Biodiesel is a similar product which is made from plant based oils, animal fats and recycled cooking grease. Once treated using a process of ‘transesterification’ it can be mixed with regular diesel for use in combustion engines – it is not sufficiently similar chemically for use a complete substitute for petroleum diesel.
Renewable diesel or HVO (hydrotreated vegetable oil) is also made from plant and animals based fats, and waste oils using a process called ‘hydrotreating’. This diesel substitute closely mimics regular diesel and can be used as a direct replacement – ‘drop in’ – fuel for combustion engines.(1)

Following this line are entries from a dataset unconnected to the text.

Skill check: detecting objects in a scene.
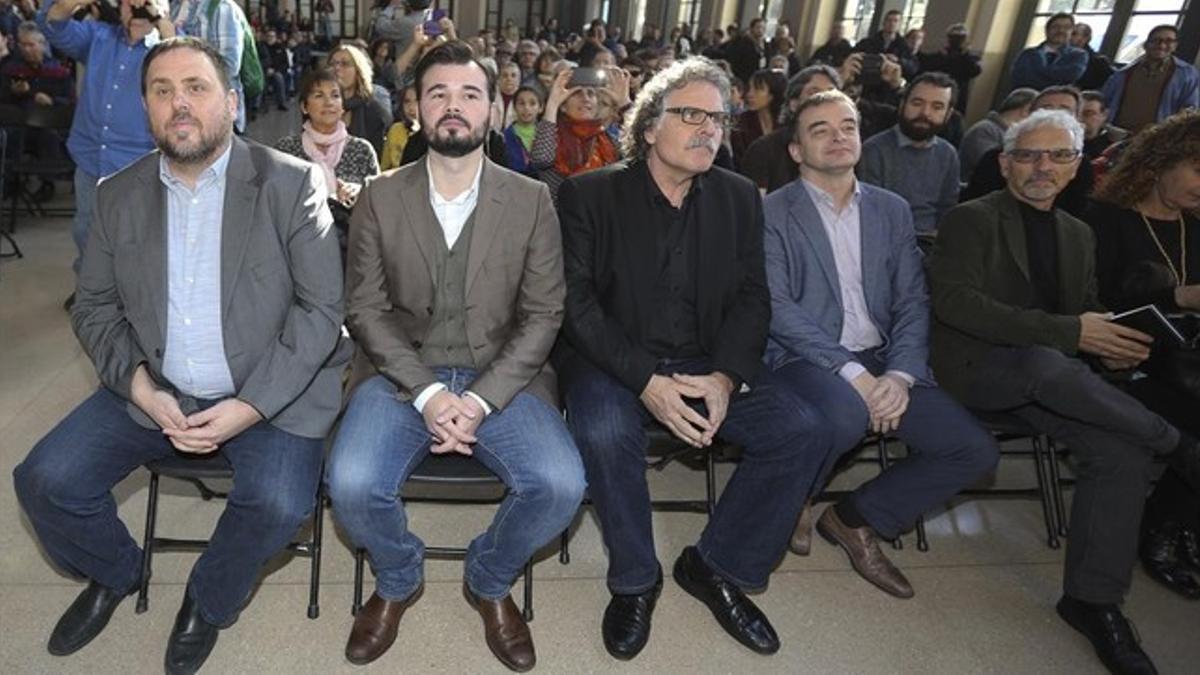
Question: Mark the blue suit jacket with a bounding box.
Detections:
[763,179,932,384]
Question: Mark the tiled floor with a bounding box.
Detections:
[0,107,1200,674]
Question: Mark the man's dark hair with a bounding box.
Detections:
[1046,12,1075,26]
[413,40,497,101]
[1146,24,1180,40]
[1079,89,1109,110]
[142,36,233,97]
[1032,84,1084,113]
[900,71,959,108]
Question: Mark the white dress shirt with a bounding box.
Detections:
[413,155,492,414]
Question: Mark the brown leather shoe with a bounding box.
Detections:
[346,586,425,665]
[787,502,812,555]
[462,584,538,673]
[817,506,914,598]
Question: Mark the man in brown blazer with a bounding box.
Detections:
[929,110,1200,673]
[328,42,584,671]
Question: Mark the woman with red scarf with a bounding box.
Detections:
[529,68,629,203]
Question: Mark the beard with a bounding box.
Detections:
[421,115,487,157]
[154,110,233,165]
[899,115,944,142]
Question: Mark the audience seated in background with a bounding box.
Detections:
[928,109,1200,673]
[917,24,983,115]
[858,72,959,234]
[529,70,629,202]
[1104,24,1200,133]
[959,88,1038,183]
[275,68,379,253]
[1079,91,1128,162]
[1086,110,1200,599]
[1009,13,1087,90]
[763,91,1000,598]
[738,65,841,195]
[326,43,391,156]
[854,10,918,77]
[730,70,787,165]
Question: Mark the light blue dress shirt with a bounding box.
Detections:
[158,144,235,399]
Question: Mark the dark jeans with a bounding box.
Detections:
[778,352,1000,539]
[962,347,1180,603]
[13,389,323,626]
[559,354,832,593]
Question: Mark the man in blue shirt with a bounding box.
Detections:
[37,0,175,302]
[1009,13,1087,90]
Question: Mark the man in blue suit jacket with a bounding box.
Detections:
[763,91,998,598]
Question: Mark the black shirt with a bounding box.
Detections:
[634,162,704,359]
[1018,202,1058,313]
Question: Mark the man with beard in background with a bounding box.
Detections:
[858,72,959,233]
[326,41,583,671]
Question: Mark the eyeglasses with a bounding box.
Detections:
[664,106,733,127]
[1004,148,1081,165]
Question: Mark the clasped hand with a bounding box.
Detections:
[641,372,733,448]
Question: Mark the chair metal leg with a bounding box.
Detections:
[1031,436,1061,549]
[522,557,533,621]
[134,472,158,614]
[1046,437,1069,537]
[704,448,716,518]
[308,479,325,619]
[558,526,571,565]
[350,549,366,616]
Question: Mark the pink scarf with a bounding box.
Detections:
[300,120,350,199]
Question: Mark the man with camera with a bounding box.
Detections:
[37,0,175,309]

Again the issue that makes the sustainability of renewable diesel questionable is the available supply of plant and animals based fats and waste oil needed in its production. There is a risk that virgin forests in South America and Asia may be cleared to make way for soy and palm oil cultivation – as fuel crops – exacerbating the imbalance of CO2 emissions (virgin forests are net absorbers of carbon dioxide). Equally relying animal based fats (also known as tallow) that come from beef farming adds to the growing trend in deforestation to make way for grass and fodder crops. And, ironically for a product sold as sustainable, when demand for waste oil exceeds supply, the shortfall is made up by substituting virgin plant oil. (2)
Replacing fossil fuel diesel with plant based diesel does not provide a sustainable low carbon solution. Plants and animals are best farmed to provide food and not as a fuel source for energy.